Подобная практика собственноручного изложения своих мыслей по насущным проблемам, а также описания своих переживаний и решений, хотя и представляется Клондайком для историков, в изменившихся после Великой войны условиях превратилась в анахронизм. Переписка требовала много времени и сил и порой приводила к тому, что политики ограничивали свое участие в решении проблем одними письменными коммуникациями. Так, например, было с Керзоном, который отличался «излишней озабоченностью в изложении своей позиции», вместо «претворения ее в жизнь». «Когда он писал внушительные письма, то делал это полно и внимательно, прилагая все свои знания, но, закончив изложение, считал свою функцию выполненной», — осуждающе замечает Черчилль[195]. Неудивительно, что, когда в 1923 году обсуждался вопрос о новом лидере Консервативной партии, Керзон уступил Болдуину — стороннику прагматичных взглядов на вопросы государственного управления.
Потребление ресурсов было не единственным моментом, который отделял объемную корреспонденцию викторианцев от правил новой эпохи. Одновременно с фундаментальными проблемами многостраничные письма часто были посвящены не имевшим принципиального значения мелочам. «Как же они любили занимать себя спорами о мелочах!» — будет удивляться Черчилль. Но, возможно, причина заключалась в том, что проблемы, над которыми раньше ломали голову политики Викторианской эпохи, не имели ничего общего с тем, с чем пришлось столкнуться их преемникам во власти. «В отличие от нас, им не приходилось размышлять над тем, как избежать общенациональной катастрофы, — признавал Черчилль. — Основы их мировоззрения никогда не подвергались потрясениям. Их размеренной, благостной и безмятежной жизни еще не угрожали стальные челюсти мировой революции, смертельные поражения, угрозы потери независимости, хаотического вырождения нации и национального банкротства»[196]. Зато «предыдущее поколение было более резким и решительным», — заметит Черчилль в 1938 году[197], тем самым обозначив начавшийся разрыв между суровостью проблем и мягкотелостью тех, кто отныне ответственен за их решение.
Вспоминая викторианское общество середины 1890-х годов с его блеском и беззаботностью, Черчилль размышлял над тем, как же все изменилось за прошедшие тридцать лет: «В те дни роскошные приемы в Ланздаун-хаус, Девоншир-хаус или Стаффорд-хаус содержали в себе все элементы, составляющие веселый и блестящий светский кружок, имеющий ближайшее касательство и к парламентским делам, и к армейской и флотской иерархии, и к политике государства. Ныне в Ланздаун-хаус и Девоншир-хаус размещены отели, квартиры и рестораны, а в Стаффорд-хаус открылся безобразный и глупый музей, в выцветших залах которого демонстрируют свое унылое гостеприимство социалистические правительства»[198].
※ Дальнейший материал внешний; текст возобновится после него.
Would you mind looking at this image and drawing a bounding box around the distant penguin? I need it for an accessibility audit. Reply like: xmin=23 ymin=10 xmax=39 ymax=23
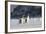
xmin=27 ymin=14 xmax=29 ymax=23
xmin=19 ymin=18 xmax=21 ymax=24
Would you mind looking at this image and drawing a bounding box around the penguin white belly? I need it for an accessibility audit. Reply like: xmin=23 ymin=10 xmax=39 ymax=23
xmin=21 ymin=18 xmax=25 ymax=24
xmin=27 ymin=16 xmax=29 ymax=23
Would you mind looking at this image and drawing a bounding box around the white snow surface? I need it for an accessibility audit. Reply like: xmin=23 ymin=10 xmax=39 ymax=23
xmin=10 ymin=17 xmax=42 ymax=29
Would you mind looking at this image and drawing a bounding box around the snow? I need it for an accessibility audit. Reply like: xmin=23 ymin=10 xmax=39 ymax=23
xmin=10 ymin=17 xmax=42 ymax=29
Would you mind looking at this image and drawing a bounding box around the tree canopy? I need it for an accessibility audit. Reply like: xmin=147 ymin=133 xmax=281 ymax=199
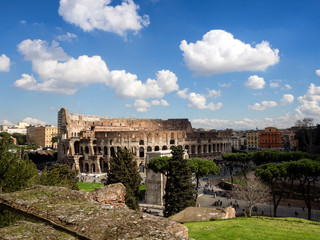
xmin=163 ymin=146 xmax=195 ymax=217
xmin=107 ymin=148 xmax=141 ymax=210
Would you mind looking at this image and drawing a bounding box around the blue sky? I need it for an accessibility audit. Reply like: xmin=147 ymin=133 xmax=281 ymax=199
xmin=1 ymin=0 xmax=320 ymax=130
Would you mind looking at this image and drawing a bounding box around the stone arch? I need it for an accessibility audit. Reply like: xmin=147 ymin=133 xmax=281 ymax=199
xmin=99 ymin=158 xmax=105 ymax=173
xmin=170 ymin=139 xmax=175 ymax=144
xmin=80 ymin=146 xmax=83 ymax=154
xmin=93 ymin=140 xmax=97 ymax=145
xmin=79 ymin=157 xmax=84 ymax=172
xmin=91 ymin=163 xmax=96 ymax=173
xmin=85 ymin=163 xmax=89 ymax=173
xmin=85 ymin=146 xmax=89 ymax=154
xmin=191 ymin=145 xmax=195 ymax=154
xmin=197 ymin=145 xmax=201 ymax=154
xmin=104 ymin=146 xmax=108 ymax=156
xmin=155 ymin=146 xmax=160 ymax=151
xmin=94 ymin=146 xmax=97 ymax=155
xmin=147 ymin=146 xmax=152 ymax=152
xmin=110 ymin=147 xmax=115 ymax=156
xmin=185 ymin=145 xmax=189 ymax=153
xmin=208 ymin=145 xmax=212 ymax=153
xmin=74 ymin=141 xmax=80 ymax=154
xmin=139 ymin=147 xmax=145 ymax=157
xmin=139 ymin=140 xmax=144 ymax=145
xmin=203 ymin=144 xmax=207 ymax=153
xmin=162 ymin=145 xmax=168 ymax=150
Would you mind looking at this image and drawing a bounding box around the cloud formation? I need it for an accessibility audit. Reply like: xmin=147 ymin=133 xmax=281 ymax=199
xmin=245 ymin=75 xmax=265 ymax=89
xmin=177 ymin=88 xmax=222 ymax=111
xmin=296 ymin=83 xmax=320 ymax=117
xmin=22 ymin=117 xmax=46 ymax=126
xmin=316 ymin=69 xmax=320 ymax=76
xmin=126 ymin=98 xmax=169 ymax=112
xmin=58 ymin=0 xmax=150 ymax=37
xmin=180 ymin=30 xmax=279 ymax=75
xmin=14 ymin=39 xmax=179 ymax=99
xmin=56 ymin=32 xmax=78 ymax=42
xmin=249 ymin=94 xmax=294 ymax=110
xmin=192 ymin=113 xmax=299 ymax=130
xmin=0 ymin=120 xmax=13 ymax=126
xmin=0 ymin=54 xmax=10 ymax=72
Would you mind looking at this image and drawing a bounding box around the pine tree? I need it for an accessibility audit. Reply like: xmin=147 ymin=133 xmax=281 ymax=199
xmin=164 ymin=146 xmax=196 ymax=217
xmin=107 ymin=148 xmax=141 ymax=210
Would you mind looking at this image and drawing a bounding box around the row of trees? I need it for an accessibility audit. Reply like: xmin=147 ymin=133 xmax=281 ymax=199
xmin=256 ymin=159 xmax=320 ymax=220
xmin=223 ymin=150 xmax=320 ymax=220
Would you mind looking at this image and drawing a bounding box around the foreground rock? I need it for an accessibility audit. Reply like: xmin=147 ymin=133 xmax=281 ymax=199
xmin=170 ymin=206 xmax=236 ymax=223
xmin=0 ymin=185 xmax=188 ymax=239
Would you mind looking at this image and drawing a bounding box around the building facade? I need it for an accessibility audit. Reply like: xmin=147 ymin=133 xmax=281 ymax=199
xmin=246 ymin=130 xmax=259 ymax=150
xmin=27 ymin=125 xmax=58 ymax=148
xmin=58 ymin=108 xmax=232 ymax=174
xmin=259 ymin=127 xmax=282 ymax=149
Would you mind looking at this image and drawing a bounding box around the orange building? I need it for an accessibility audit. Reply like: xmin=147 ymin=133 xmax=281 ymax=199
xmin=259 ymin=127 xmax=282 ymax=149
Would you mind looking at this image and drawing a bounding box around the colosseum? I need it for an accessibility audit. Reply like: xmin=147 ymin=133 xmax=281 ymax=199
xmin=58 ymin=108 xmax=232 ymax=174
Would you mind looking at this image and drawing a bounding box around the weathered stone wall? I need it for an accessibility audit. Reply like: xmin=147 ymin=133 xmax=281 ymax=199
xmin=0 ymin=185 xmax=189 ymax=240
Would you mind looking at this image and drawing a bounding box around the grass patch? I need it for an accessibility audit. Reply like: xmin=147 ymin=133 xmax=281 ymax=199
xmin=77 ymin=182 xmax=104 ymax=193
xmin=184 ymin=217 xmax=320 ymax=240
xmin=140 ymin=185 xmax=146 ymax=191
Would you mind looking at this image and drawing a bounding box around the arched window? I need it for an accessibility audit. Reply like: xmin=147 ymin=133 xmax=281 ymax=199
xmin=85 ymin=146 xmax=89 ymax=154
xmin=104 ymin=146 xmax=108 ymax=156
xmin=203 ymin=145 xmax=207 ymax=153
xmin=93 ymin=140 xmax=97 ymax=145
xmin=185 ymin=145 xmax=189 ymax=153
xmin=110 ymin=147 xmax=115 ymax=156
xmin=170 ymin=139 xmax=175 ymax=144
xmin=191 ymin=145 xmax=195 ymax=154
xmin=80 ymin=147 xmax=83 ymax=155
xmin=91 ymin=164 xmax=96 ymax=173
xmin=94 ymin=146 xmax=97 ymax=155
xmin=98 ymin=146 xmax=102 ymax=154
xmin=198 ymin=145 xmax=202 ymax=153
xmin=162 ymin=146 xmax=168 ymax=150
xmin=155 ymin=146 xmax=160 ymax=151
xmin=85 ymin=163 xmax=89 ymax=173
xmin=208 ymin=145 xmax=212 ymax=153
xmin=139 ymin=140 xmax=144 ymax=145
xmin=139 ymin=147 xmax=144 ymax=158
xmin=147 ymin=146 xmax=152 ymax=152
xmin=74 ymin=141 xmax=80 ymax=154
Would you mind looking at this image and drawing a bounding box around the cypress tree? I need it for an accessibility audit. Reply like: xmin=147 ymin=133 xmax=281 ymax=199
xmin=107 ymin=148 xmax=141 ymax=210
xmin=164 ymin=146 xmax=196 ymax=217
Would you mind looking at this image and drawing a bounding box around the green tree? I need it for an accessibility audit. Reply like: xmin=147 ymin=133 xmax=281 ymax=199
xmin=107 ymin=148 xmax=141 ymax=210
xmin=39 ymin=163 xmax=79 ymax=190
xmin=12 ymin=133 xmax=24 ymax=145
xmin=147 ymin=156 xmax=171 ymax=176
xmin=255 ymin=163 xmax=288 ymax=217
xmin=285 ymin=159 xmax=320 ymax=220
xmin=0 ymin=136 xmax=38 ymax=193
xmin=163 ymin=146 xmax=195 ymax=217
xmin=187 ymin=157 xmax=220 ymax=200
xmin=222 ymin=153 xmax=253 ymax=183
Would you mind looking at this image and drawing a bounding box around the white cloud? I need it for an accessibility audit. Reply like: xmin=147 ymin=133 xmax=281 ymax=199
xmin=245 ymin=75 xmax=265 ymax=89
xmin=207 ymin=89 xmax=221 ymax=98
xmin=14 ymin=39 xmax=179 ymax=99
xmin=282 ymin=84 xmax=292 ymax=90
xmin=0 ymin=120 xmax=14 ymax=126
xmin=22 ymin=117 xmax=46 ymax=125
xmin=192 ymin=113 xmax=299 ymax=130
xmin=248 ymin=101 xmax=277 ymax=111
xmin=58 ymin=0 xmax=150 ymax=37
xmin=177 ymin=88 xmax=222 ymax=111
xmin=296 ymin=83 xmax=320 ymax=118
xmin=56 ymin=32 xmax=78 ymax=42
xmin=126 ymin=98 xmax=169 ymax=112
xmin=180 ymin=30 xmax=279 ymax=76
xmin=279 ymin=94 xmax=294 ymax=106
xmin=316 ymin=69 xmax=320 ymax=76
xmin=218 ymin=82 xmax=231 ymax=88
xmin=270 ymin=82 xmax=279 ymax=88
xmin=0 ymin=54 xmax=10 ymax=72
xmin=249 ymin=94 xmax=294 ymax=111
xmin=151 ymin=99 xmax=169 ymax=106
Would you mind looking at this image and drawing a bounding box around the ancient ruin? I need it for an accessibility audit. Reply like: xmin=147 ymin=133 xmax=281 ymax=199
xmin=58 ymin=108 xmax=232 ymax=174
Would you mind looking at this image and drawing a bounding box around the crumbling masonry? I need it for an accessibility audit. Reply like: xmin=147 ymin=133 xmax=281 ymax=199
xmin=58 ymin=108 xmax=232 ymax=174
В 1920 году Черчилль имел беседу с французским послом в Британии Пьером-Полем Камбоном (1843–1924). Ему запали в душу следующие слова престарелого дипломата: «В течение двадцати проведенных мною здесь лет я наблюдал за тем, как в Англии совершается революция более глубокая и дерзновенная, чем Французская. Правящий класс лишился политической силы и по большей части собственности, причем произошло это почти незаметно и без единой человеческой жертвы». «Я думаю, так оно и было», — резюмировал Черчилль[199].
В этой связи уместно вспомнить другой эпизод общения Черчилля с представителем ушедшей эпохи — с сэром Уильямом Верноном Харкортом (1827–1904), занимавшим в правительстве Гладстона влиятельные посты министра внутренних дел и канцлера Казначейства. В 1895 году Уинстон был приглашен к нему на ланч. Во время разговора молодой субалтерн спросил уважаемого политика об одном из событий:
— Что тогда произойдет?
На что сэр Уильям ответил успокаивающе:
— Дорогой Уинстон, опыт моей продолжительной жизни научил меня, что никогда ничего не происходит.
Вспоминая этот эпизод четверть века спустя, когда мир содрогнулся от Первой мировой войны, Черчилль заметит, что, начиная с момента этой беседы, у него «сложилось впечатление, что ничего не прекращалось происходить»[200].